Development of artificial muscle that can lift 1,000 times its own weight to be paired to artificial intelligence


Super-strong robots that ‘make the Terminator look puny’ are on the way after development of artificial muscle that can lift 1,000 times its own weight

Boffins use 3D printing to make fake muscle that's 15 times stronger than human tissue. Now they want to attach it to artificial intelligence to create a VERY scary machine
19th September 2017,Updated: 19th September 2017,
ROBOTS could soon be 15 times as strong as humans thanks to a new artificial muscle.
Scientists used a 3D printing technique to create the rubber-like synthetic muscle that could lead to the creation of machines which "make the Terminator look puny".
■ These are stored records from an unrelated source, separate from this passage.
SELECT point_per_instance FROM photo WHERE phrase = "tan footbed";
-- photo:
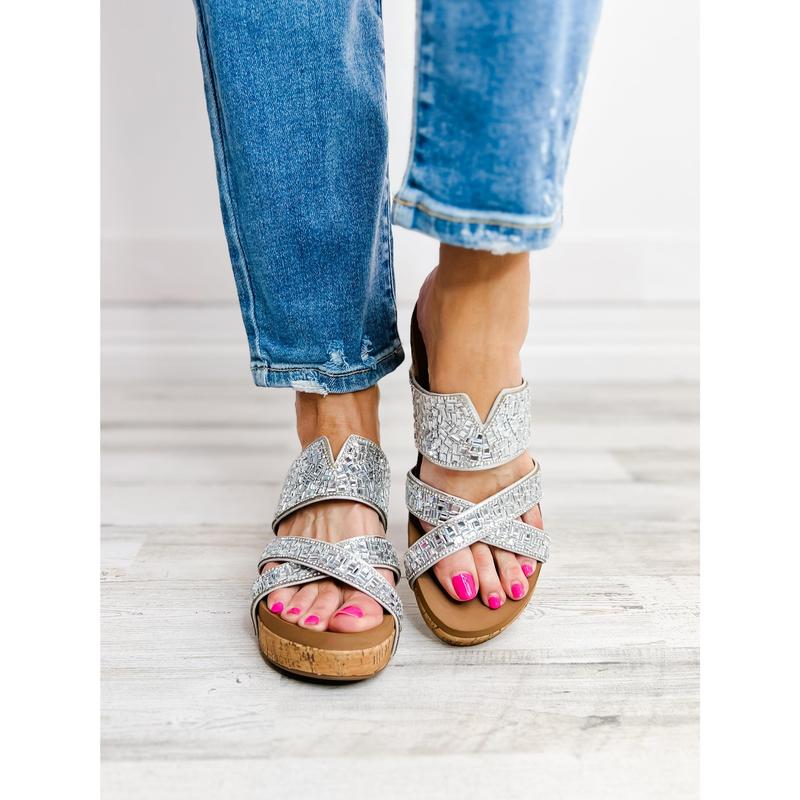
(453, 621)
(457, 622)
(324, 655)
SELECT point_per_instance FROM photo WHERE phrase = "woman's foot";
(329, 605)
(473, 315)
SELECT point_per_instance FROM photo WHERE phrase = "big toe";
(458, 575)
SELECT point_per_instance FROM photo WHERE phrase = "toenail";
(464, 585)
(351, 611)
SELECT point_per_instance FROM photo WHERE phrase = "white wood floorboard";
(593, 693)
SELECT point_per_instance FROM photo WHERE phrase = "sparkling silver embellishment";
(360, 472)
(449, 432)
(460, 523)
(351, 561)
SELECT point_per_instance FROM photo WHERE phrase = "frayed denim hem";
(320, 380)
(496, 232)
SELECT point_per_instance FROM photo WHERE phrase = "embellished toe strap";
(460, 523)
(359, 472)
(352, 561)
(448, 430)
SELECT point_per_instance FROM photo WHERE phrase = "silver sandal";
(448, 431)
(360, 472)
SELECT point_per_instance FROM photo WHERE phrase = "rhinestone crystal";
(360, 472)
(449, 432)
(351, 561)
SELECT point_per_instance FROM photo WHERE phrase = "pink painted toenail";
(351, 611)
(464, 585)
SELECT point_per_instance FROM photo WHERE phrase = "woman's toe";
(278, 600)
(295, 610)
(491, 590)
(320, 611)
(358, 611)
(458, 575)
(512, 578)
(527, 565)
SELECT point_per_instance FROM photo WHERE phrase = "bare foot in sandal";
(328, 604)
(473, 316)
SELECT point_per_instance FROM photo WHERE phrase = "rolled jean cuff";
(321, 379)
(494, 231)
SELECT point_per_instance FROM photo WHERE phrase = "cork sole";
(324, 655)
(463, 624)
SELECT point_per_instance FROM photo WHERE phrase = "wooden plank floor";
(593, 693)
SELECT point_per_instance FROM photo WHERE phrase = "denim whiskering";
(296, 98)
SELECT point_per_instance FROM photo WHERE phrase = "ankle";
(337, 416)
(473, 315)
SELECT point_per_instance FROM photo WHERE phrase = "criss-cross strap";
(448, 430)
(460, 523)
(359, 472)
(352, 561)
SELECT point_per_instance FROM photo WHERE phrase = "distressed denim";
(297, 104)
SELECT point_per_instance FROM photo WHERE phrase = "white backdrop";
(631, 211)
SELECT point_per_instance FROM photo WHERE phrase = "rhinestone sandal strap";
(311, 559)
(360, 472)
(375, 550)
(448, 430)
(435, 507)
(461, 523)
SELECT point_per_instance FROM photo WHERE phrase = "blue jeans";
(297, 104)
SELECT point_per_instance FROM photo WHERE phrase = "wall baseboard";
(196, 270)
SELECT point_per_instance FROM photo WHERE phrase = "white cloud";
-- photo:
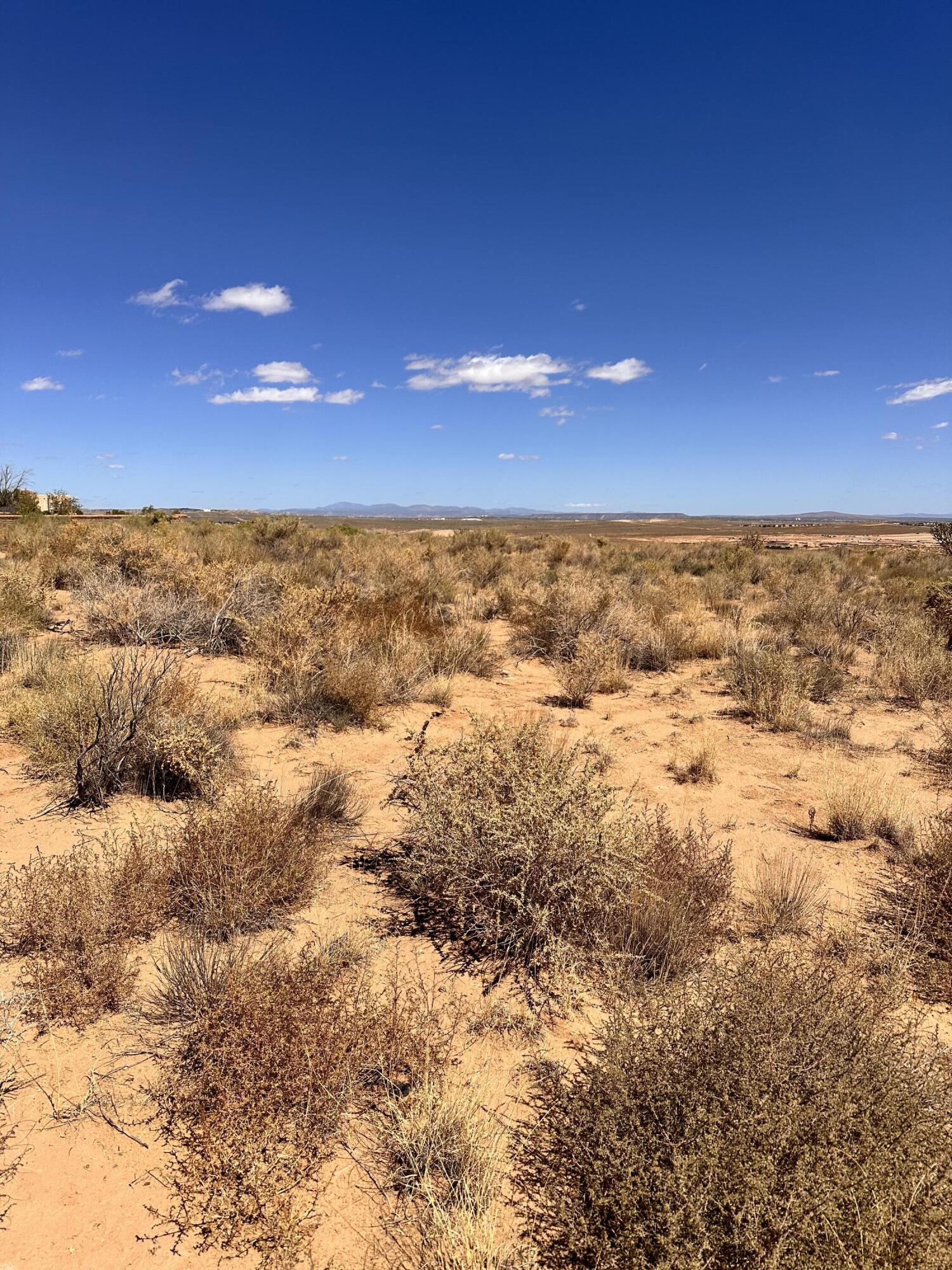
(922, 392)
(487, 373)
(282, 373)
(252, 397)
(200, 377)
(255, 297)
(163, 298)
(41, 384)
(346, 397)
(620, 373)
The material was capable of expanding to nine times its normal size when heated.
In tests it demonstrated enormous strength, having a strain density - the amount of energy stored in each gram of a stretched elastic body - 15 times greater than natural muscle.
The device, described as a "soft actuator", was able to lift 1,000 times its own weight, said the researchers whose work is reported in the journal Nature Communications.
Professor Hod Lipson, from the Creative Machines laboratory at Columbia University in New York, said: "We've been making great strides toward making robot minds, but robot bodies are still primitive.
"This is a big piece of the puzzle and, like biology, the new actuator can be shaped and reshaped a thousand ways. We've overcome one of the final barriers to making lifelike robots."
Artificial muscles may not only suit killer robots but also sensitive surgical devices and a host of other applications where gripping and manipulation is important.
Co-author Dr Aslan Miriyev, also from the Creative Machines lab, said: "Our soft functional material may serve as robust soft muscle, possibly revolutionising the way that soft robotic solutions are engineered today.
"It can push, pull, bend, twist, and lift weight. It's the closest artificial material equivalent we have to a natural muscle."
The long-term aim is to accelerate the artificial muscle's response time and link it to an artificially intelligent (AI) control system, said the researchers, who were part-funded by the Israeli defence ministry.